C'est ce qu'on appelle être aux premières loges. Difficile de faire abstraction du «je» dans cet article, puisque l'auteur de ces lignes était par un heureux hasard dans le wagon («voiture», dans le jargon CFF) où s'est produite cette belle histoire, que je ne résiste pas à vous raconter.

Tout a commencé peu après 20h32, lorsque l'InterCity 1 au départ de Zurich s'est mis en branle. Un passager entre dans la voiture 8. L'homme semble agité, et pour cause: lorsque le contrôleur arrive, il n'a pas de titre de transport valable. Ni de papiers d'identité. Ognjen Popovic tente tant bien que mal d'établir la communication.

L'apprenti de 1ère année pour devenir agent de train est polyglotte, mais rien n'y fait: français, allemand, anglais, serbe, russe — les efforts du jeune homme de 21 ans sont vains, le voyageur masqué ne s'exprimant qu'en arabe. Celui-ci parvient tout de même à faire comprendre au contrôleur qu'il veut se rendre chez un ami à Genève. Il exhibe un numéro de téléphone sur un bout de papier.

«Il m'a dit que j'étais un de ses frères», raconte le jeune agent de train en formation.
Photo: Adrien Schnarrenberger

La police en renfort?

«Dans ces cas-là, où la personne ne peut ni présenter de billet, ni de papiers d'identité, la procédure est claire, raconte l'employé des CFF. Je suis obligé de contacter la police pour que celle-ci détermine l'identité du fraudeur. Ensuite, c'est soit la police, soit l'agent de train qui rédige un constat.» Ognjen Popovic a eu la délicatesse d'expliquer cette situation au passager clandestin dans le couloir. Mais, dans la voiture 8, tout le monde a entendu.

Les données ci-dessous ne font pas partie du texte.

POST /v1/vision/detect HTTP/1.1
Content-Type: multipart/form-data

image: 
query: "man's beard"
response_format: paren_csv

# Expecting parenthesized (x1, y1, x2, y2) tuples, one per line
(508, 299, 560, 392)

Lorsque le Syrien revient dans la voiture, il craque. Pleurant à grosses gouttes, il marmonne quelques mots difficilement compréhensibles, mais surtout un: prison. Cette perspective le fait trembler et semble raviver des traumatismes. À côté de lui, un homme en costard est bien emprunté. Il voudrait aider, tente maladroitement de consoler son voisin de siège tout en respectant une certaine distance physique. Il finit par mettre la main dans sa poche et tend un billet de 20 francs au passager hors-la-loi.

«Geneva, OK?», demande celui-ci, espérant couvrir les frais du voyage. Il est encore loin du compte: l'aller-simple entre les deux centres économiques du pays coûte, sans demi-tarif, 88 francs. Le financier zurichois est emprunté. Il a sorti ce billet spontanément mais n'envisageait pas forcément de payer près de cent francs pour un inconnu. Surtout, le doute s'installe dans la voiture: s'agit-il d'un stratagème pour soutirer de l'argent aux voyageurs crédule?

Berne, hub de générosité

Pas le temps de réfléchir à cette piste, puisqu'une autre voyageuse tend un autre billet rouge. Puis deux autres, 10 francs chacun. Une dernière passagère complète la somme avec 20 francs assortis d'une mise en garde: je vous donne ce billet à condition que vous ne preniez plus le train sans être dans les règles. Le Syrien a-t-il compris? Il continue de pleurer à chaudes larmes, mais pas pour les mêmes raisons.

Entre-temps, tous les Robins des Bois sortent à Berne, visiblement un hub de générosité. À peine le train reparti vers Fribourg, les portes s'ouvrent sur le contrôleur, venu poursuivre la procédure avec la police (prévue pour le terminus à Lausanne). Plot twist, comme disent les scénaristes. «J'entre dans la voiture et voilà que l'homme me tend 80 francs en cash. Je venais de dire à ma formatrice qu'il avait ni sou ni document sur lui!»

L'imbroglio est dénoué par l'auteur de cet article: je raconte à Ognjen Popovic que les autres voyageurs se sont cotisés pour financer le titre de transport du jeune homme. L'apprenti de 21 ans est bouche bée, tout comme sa collègue. «En vingt ans de CFF, je n'ai jamais vu ça», confesse l'employée. Le Serbe non plus: face à ce geste de solidarité, les larmes lui monte aux yeux. En guise de reconnaissance de l'entreprise, l'agent de train en formation m'offre (!) un bon de 6 francs. Malaise: je n'ai pas cotisé, n'ayant que des pièces.

«Désormais, je suis un de ses frères»

«Bon, il manque 8 francs pour arriver au total», fait remarquer l'employée de l'ex-régie fédérale, qui ne perd pas le nord. «Je les mettrai de ma poche», promet l'apprenti, très touché par la scène. Pas la peine: je rassemble la somme manquante et demande aux deux nouveaux compères si je peux leur tirer le portrait. Le passager acquiesce et me tend la main en me disant son prénom, Abdelkader, avant que je ne file à Fribourg.

Ognjen Popovic complète le récit, ce mardi matin. «Je suis revenu vers lui peu avant Lausanne, terminus de cet IC1 Nous avons utilisé Google Traduction pour que je lui explique comment changer de train pour Genève, une manœuvre qui lui faisait un peu peur. Je lui ai détaillé comment se rendre sur la voie 7 à 22h51 et il m'a quitté en me disant que désormais, j'étais un de ses frères.»